А как бы я при них?
Калита взглянул на нее суровыми глазами.
Я так и знал! махнул он рукой. Сердце мое чуяло, что беды не миновать.
Какая там беда, буркнула Галина.
Так ты что? спросил Калита с расстановкой. Может быть, теперь и замуж не захочешь выходить за него?
Галина молчала, и лицо ее покрылось смертною бледностью. Она только сейчас поняла, что совершила непоправимую ошибку, не отказав жениху во время сватовства, а теперь в пустой след хоть тупицею
Чего же ты молчишь? закричал на нее Калита и топнул ногою.
Подумаю, угрюмо пробормотала Галина, шмыгнула в великую хату и зарылась в постель.
Нет! еще сильнее рассвирепел Калита. Зараз тебе думать не придется: раз дала слово, то не позорь меня!
Разве все выходят замуж после просватанья? огрызнулась Галина рыдающим голосом.
До других мне дела нет! гаркнул Калита, снял с гвоздя ремень и многозначительно погрозил им дочери.

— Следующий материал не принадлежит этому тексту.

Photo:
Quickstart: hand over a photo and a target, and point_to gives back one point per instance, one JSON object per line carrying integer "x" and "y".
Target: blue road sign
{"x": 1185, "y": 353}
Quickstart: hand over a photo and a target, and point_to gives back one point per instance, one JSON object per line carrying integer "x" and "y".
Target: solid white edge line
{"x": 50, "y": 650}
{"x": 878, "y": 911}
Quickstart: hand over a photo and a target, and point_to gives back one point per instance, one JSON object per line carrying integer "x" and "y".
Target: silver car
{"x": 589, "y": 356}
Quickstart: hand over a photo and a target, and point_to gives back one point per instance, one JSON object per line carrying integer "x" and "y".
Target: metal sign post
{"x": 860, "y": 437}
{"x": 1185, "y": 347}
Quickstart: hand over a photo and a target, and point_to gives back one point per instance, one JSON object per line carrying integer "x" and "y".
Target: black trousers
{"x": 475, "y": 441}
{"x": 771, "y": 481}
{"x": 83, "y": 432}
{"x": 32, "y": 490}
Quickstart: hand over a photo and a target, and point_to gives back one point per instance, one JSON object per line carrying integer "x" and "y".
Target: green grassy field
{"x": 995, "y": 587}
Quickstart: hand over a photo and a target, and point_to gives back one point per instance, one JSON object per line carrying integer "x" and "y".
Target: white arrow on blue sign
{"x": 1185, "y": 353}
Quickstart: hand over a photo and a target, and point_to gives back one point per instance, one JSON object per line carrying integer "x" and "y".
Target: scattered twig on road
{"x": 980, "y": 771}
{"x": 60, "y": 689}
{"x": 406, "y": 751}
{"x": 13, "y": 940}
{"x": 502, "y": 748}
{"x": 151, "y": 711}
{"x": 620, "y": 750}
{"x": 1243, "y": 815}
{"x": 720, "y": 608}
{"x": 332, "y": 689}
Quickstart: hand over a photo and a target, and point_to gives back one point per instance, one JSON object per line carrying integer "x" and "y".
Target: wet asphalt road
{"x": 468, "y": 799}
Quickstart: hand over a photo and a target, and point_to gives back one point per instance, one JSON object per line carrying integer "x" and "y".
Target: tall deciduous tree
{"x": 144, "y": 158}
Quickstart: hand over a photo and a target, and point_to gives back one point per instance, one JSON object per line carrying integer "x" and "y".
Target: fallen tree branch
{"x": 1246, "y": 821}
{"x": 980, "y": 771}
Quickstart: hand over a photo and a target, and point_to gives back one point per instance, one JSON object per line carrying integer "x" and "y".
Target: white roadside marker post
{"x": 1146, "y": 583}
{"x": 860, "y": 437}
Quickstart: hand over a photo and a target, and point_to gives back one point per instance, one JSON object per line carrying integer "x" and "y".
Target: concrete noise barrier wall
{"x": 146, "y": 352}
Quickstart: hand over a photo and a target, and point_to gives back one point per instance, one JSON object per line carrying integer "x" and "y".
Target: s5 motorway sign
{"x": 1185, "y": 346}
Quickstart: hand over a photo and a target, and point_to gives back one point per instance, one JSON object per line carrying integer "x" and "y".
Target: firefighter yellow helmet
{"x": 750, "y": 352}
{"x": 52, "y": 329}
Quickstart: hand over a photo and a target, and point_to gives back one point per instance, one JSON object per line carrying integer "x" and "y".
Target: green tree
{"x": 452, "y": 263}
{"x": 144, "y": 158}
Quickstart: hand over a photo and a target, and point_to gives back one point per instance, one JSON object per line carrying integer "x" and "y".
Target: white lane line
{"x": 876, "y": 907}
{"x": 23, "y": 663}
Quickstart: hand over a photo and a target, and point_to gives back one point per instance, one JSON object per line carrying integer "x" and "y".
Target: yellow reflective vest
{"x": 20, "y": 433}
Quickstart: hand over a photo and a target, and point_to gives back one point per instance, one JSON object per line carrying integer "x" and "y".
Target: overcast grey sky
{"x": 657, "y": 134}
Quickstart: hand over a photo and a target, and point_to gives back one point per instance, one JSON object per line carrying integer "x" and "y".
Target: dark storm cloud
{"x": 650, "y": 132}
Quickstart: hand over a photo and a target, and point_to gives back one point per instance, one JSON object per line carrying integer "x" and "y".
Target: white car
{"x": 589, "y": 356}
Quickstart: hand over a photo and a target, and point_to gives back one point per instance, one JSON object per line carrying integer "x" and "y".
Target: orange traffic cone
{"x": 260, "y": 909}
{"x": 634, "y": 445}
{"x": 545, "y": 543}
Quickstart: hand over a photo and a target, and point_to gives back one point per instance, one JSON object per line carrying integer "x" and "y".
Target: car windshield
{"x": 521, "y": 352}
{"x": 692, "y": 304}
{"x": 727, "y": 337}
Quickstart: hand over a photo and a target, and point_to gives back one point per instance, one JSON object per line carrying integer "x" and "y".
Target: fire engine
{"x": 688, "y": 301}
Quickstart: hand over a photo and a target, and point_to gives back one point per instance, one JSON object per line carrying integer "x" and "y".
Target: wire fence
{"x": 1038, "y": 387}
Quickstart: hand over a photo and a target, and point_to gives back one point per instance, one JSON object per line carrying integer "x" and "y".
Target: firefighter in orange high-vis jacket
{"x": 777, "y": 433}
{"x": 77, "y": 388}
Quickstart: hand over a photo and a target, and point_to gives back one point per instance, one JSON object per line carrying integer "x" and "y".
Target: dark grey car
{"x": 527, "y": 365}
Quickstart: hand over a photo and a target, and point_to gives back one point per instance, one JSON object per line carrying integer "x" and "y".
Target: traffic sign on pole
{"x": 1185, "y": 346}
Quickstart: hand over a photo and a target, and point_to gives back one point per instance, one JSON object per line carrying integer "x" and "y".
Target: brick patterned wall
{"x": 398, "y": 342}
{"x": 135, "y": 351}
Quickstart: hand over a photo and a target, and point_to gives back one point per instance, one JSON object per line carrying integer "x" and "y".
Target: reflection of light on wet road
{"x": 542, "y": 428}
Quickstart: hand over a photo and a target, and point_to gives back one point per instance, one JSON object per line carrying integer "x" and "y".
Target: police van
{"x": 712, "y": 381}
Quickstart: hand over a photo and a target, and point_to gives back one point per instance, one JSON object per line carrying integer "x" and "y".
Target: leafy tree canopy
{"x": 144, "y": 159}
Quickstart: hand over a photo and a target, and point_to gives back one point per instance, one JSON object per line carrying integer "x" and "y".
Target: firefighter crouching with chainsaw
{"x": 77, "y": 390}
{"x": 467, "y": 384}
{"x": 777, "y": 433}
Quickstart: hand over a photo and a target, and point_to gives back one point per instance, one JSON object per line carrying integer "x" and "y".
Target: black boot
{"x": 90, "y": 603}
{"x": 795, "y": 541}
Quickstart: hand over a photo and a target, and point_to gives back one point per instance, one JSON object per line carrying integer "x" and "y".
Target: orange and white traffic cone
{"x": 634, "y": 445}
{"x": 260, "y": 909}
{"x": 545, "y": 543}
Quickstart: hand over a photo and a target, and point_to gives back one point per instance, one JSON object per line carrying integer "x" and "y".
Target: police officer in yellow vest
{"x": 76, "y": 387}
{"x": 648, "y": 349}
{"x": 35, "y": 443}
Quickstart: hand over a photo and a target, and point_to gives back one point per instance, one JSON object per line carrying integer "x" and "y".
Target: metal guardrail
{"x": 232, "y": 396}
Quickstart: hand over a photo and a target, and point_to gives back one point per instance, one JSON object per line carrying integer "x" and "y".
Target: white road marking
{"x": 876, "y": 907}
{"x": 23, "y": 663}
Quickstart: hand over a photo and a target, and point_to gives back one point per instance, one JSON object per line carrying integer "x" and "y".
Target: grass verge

Галина свернулась калачиком, замолчала. Мать потушила лампу, помолилась богу и, вздыхая, улеглась. Лег и отец. Мысли о женихе не покидали Галину. Она представляла себе, как должна поцеловаться с ним во время венчания перед всей станицей, и тут же зареклась, что никогда не сделает этого, не поцелуется с таким мурлом, но больше всего она боялась расплакаться перед народом. Потом в ее воображении поплыли картины свадьбы, где непременно будут пьяные кричать: «Горько, горько!» и она опять должна целоваться с нелюбимым женихом. Наконец нервы не выдержали, и она вдруг громко заревела: «Ой боже ж мой, что я наделала! Да как я пойду к такому человеку?»
Денисовна испугалась, хотела подняться, но Калита толкнул ее в бок, дескать, молчи, и сам не проронил ни слова: лег только на спину, подложил руки под голову и, молча слушая плачущую дочь, говорил себе: «Пущай трошки поплачет, и моя Дуня перед свадьбой плакала. Оно так и надо. Потом успокоится, и все будет хорошо».
Галина постепенно сбавляла свои рыдания, голос се становился все тише и глуше, потом стала только всхлипывать и наконец совсем стихла.
Денисовна с облегчением прошептала:
«Слава тебе, боже, слава тебе!» И, отдавшись на милость господа, незаметно стала засыпать.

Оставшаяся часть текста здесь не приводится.